Pour Samir Bechouel, DG de l’APII, la réponse est systématique : une révision de l’écosystème entreprenurial est essentielle tant au niveau légistaltif qu’au niveau des stratégies.

« Le constat est éloquent : 25% est le taux de surivie des entreprises après une moyenne de deux ans d’hébergement », affirme le DG de l’APII.

Si 75%  des promoteurs ayant bénéficié de l’accompagnement ont fini par s’effilocher et disparaître et 50% des espaces d’hebergement demeurent inoccupés, c’est qu’il  une défailance quelque part dans l’écosystème. « L’APII a déjà entamé la réflexion autour des scénarios possibles pour assurer l’efficacité des mécanismes d’appui : faut-il apporter des révisions ou des améliorations à la structure actuelle ou  faut-il revoir tout le système de A à Z», assure M.Bechouel.

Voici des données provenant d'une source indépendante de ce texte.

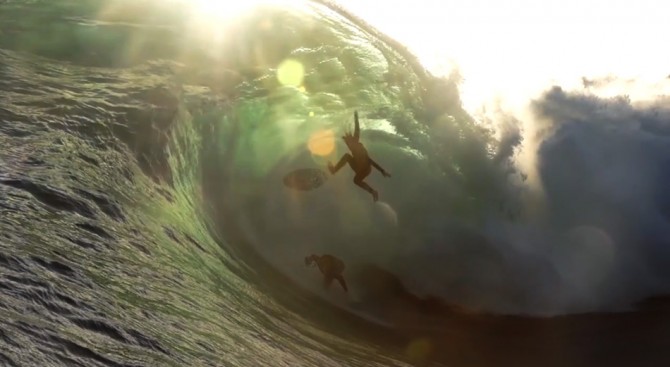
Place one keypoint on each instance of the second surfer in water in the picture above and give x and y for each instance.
(359, 160)
(331, 268)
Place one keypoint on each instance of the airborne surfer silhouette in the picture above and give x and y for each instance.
(359, 160)
(331, 268)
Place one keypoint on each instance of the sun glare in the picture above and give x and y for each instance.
(510, 51)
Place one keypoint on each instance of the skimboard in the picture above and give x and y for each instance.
(305, 179)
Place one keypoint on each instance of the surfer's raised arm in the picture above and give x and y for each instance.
(358, 160)
(357, 127)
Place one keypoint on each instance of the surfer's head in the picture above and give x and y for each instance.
(310, 259)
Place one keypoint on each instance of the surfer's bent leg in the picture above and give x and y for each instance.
(327, 279)
(342, 282)
(346, 158)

Donia Barakati, responsable d’une pépinière d’entreprises a  présenté l’évolution du RNPE en chiffres. « Nous comptons au total 28 pépinières. Leur rôle va de la sensibilisation, la formation, l’accompagnement, l’hebergement à l’accompagnement post-création », précise Mme Barakati.   Et d’ajouter : « l’APII recense 600 accompagnés par an, plus de 180 études finalisées par an, entre 500 et 600 entreprises créées/an, 13% d’entreprises accompagnées, 50% des espaces d’hébergement sont occupés et 60% des entrepises sont accompagnées  dans le secteur des services.  

Les carences en matière de communication et le manque de synergie entre les différentes structures peuvent expliquer un tant soit peu l’inefficacité de ces mécanismes.

Adnen Zidane, chargé de l’administartion générale de la promotion des petites entreprises au sein du ministère de l’Industrie impute  l’échec  relatif des mécanismes d’appui à la qualité des plans  d’affaires présentée. « Des business plan qui sont dans la majorité non bancables », affirme-t-il. Du fait, le ministère de l’industrie travaille sur la révision des centres d’affaires et ce dans le cadre d’une coopération tuniso-italienne. « Nous devons cibler les régions, les promoteurs et travailler sur des niches, telle est notre orientation future », souligne le réprésentant du ministère de l’Industrie.

Pour sa part, le ministère de l’Enseignement Supérieur et de la Recherche Scientifique, premier partenaire du ministère de l’Industrie s’attelle à apporter de nouvelles offres d’accompagnement telles que le mécanisme post PFE lancé en 2017.

Ainsi pour promouvoir l’initiative privée et encourager les jeunes à lancer leur propre entreprise, tous les ingrédients du puzzle doivent êtres réunis. Il ne suffit pas de fourmiller les mécanismes d’appui et d’accompagnement alors que l’essentiel est de veiller à obtenir  les résultats escomptés.